その中に、非root ユーザの権限で upnpd を動作させるための設定項目があります。
それが UPNPD_USER です。 では、実際に試してみましょう。
まず、非root なユーザとグループを作成します。 # groupadd -g 254 igd # useradd -u 254 -g 254 -d /etc/linuxigd -s /bin/false igd
ただ、upnpd を動作させるには、各所で root の権限が必要になります。
今回は、細かい説明を省きまして、設定方法だけを簡単にご紹介します。
ケーパビリティの設定には setcap コマンド、参照には getcap コマンドを使用します。
これらは libcap2-bin パッケージにありますので、
もしなければ、インストールしておいてください。
で、upnpdの所有者を igd にして、igd だけが実行できるようにします。 # chown igd.igd /usr/sbin/upnpd # chmod go-rwx /usr/sbin/upnpd # setcap cap_net_admin,cap_net_raw=ep /usr/sbin/upnpd # getcap /usr/sbin/upnpd /usr/sbin/upnpd = cap_net_admin,cap_net_raw+ep 最後の getcap コマンドは、設定の確認のために実行しているだけです。

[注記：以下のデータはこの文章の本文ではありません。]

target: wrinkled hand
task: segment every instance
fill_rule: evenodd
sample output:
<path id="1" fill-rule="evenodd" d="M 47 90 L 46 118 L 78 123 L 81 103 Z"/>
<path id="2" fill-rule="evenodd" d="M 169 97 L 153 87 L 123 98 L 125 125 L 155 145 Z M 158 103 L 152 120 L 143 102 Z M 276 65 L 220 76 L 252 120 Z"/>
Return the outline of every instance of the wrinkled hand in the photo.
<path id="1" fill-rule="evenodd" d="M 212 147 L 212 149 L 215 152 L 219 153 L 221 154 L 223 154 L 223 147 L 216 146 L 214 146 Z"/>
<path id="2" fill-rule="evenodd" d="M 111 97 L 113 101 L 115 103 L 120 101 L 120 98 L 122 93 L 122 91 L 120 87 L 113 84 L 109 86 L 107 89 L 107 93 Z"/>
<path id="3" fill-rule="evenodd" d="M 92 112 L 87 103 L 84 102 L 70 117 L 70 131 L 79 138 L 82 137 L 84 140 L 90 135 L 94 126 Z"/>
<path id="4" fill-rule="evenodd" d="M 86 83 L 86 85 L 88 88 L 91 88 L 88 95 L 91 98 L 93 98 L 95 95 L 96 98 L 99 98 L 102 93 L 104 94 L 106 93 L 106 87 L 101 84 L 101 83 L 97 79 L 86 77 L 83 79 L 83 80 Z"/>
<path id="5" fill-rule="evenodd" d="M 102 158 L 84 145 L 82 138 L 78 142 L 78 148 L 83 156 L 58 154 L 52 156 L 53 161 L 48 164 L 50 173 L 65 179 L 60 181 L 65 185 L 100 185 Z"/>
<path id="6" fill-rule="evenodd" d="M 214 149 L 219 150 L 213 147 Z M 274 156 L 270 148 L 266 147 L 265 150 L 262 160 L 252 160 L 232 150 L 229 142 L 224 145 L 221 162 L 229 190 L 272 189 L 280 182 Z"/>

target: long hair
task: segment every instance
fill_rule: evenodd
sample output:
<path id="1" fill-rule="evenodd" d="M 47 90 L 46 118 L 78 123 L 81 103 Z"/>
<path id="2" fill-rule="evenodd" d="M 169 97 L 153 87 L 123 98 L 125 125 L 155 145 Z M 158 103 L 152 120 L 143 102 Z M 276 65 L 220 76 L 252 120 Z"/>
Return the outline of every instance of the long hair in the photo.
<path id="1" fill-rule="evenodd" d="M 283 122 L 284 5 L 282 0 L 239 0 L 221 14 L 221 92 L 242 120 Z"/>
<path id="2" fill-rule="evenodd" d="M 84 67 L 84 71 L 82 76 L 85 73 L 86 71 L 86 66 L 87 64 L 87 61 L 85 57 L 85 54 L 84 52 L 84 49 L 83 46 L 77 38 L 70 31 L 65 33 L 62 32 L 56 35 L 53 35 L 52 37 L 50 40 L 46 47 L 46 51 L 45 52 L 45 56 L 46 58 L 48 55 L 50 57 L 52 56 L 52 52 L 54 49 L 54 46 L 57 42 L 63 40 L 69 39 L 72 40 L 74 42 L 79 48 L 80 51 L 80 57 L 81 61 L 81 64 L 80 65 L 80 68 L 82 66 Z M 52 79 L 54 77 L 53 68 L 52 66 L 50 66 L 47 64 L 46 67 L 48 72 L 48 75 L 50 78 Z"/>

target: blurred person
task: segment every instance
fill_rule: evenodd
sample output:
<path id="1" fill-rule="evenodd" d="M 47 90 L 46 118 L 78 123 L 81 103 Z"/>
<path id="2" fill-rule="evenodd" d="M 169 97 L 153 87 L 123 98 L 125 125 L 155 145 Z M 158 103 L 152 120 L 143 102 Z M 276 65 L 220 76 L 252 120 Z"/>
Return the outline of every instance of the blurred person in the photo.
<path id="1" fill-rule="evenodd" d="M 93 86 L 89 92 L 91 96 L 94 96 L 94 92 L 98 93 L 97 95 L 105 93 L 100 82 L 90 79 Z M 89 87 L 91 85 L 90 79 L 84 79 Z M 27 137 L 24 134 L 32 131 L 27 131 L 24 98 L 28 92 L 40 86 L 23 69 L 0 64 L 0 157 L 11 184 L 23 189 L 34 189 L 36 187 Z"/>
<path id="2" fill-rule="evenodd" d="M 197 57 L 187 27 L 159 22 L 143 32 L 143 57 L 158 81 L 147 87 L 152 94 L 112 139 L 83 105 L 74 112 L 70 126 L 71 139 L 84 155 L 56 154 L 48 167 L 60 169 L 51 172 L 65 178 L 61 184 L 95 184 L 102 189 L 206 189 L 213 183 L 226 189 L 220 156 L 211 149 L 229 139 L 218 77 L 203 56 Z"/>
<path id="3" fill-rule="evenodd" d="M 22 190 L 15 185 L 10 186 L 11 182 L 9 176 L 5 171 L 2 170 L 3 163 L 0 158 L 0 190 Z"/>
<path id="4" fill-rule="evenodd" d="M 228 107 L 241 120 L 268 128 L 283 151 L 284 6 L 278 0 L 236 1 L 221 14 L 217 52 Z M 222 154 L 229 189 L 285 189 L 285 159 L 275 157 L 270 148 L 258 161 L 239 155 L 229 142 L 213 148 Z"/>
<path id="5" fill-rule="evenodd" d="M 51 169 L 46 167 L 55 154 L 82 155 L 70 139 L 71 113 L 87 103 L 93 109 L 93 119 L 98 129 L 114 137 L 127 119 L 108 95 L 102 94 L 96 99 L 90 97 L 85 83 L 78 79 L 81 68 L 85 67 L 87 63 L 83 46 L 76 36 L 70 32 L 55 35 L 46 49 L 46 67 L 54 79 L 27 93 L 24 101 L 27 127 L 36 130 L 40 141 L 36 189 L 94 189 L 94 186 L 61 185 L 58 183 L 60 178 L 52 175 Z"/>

また、upnpd は iptables コマンドを実行しますが、
iptables コマンドの実行にも root 権限が必要です。 # cp -p `which iptables` /etc/linuxigd/iptables # chown igd.igd /etc/linuxigd/iptables # chmod go-rwx /etc/linuxigd/iptables # setcap cap_net_admin,cap_net_raw=ep /etc/linuxigd/iptables # getcap /etc/linuxigd/iptables /etc/linuxigd/iptables = cap_net_admin,cap_net_raw+ep そして、upnpd が上記の iptables を呼び出すよう、 /etc/upnpd.conf の以下の行を書き換えます。 iptables_location = "/sbin/iptables" を以下に変更 iptables_location = "/etc/linuxigd/iptables" そして、upnpd を起動(再起動)すると、igd ユーザの権限で走行するようになります。 # /etc/init.d/linux-igd start (再起動の場合は restart)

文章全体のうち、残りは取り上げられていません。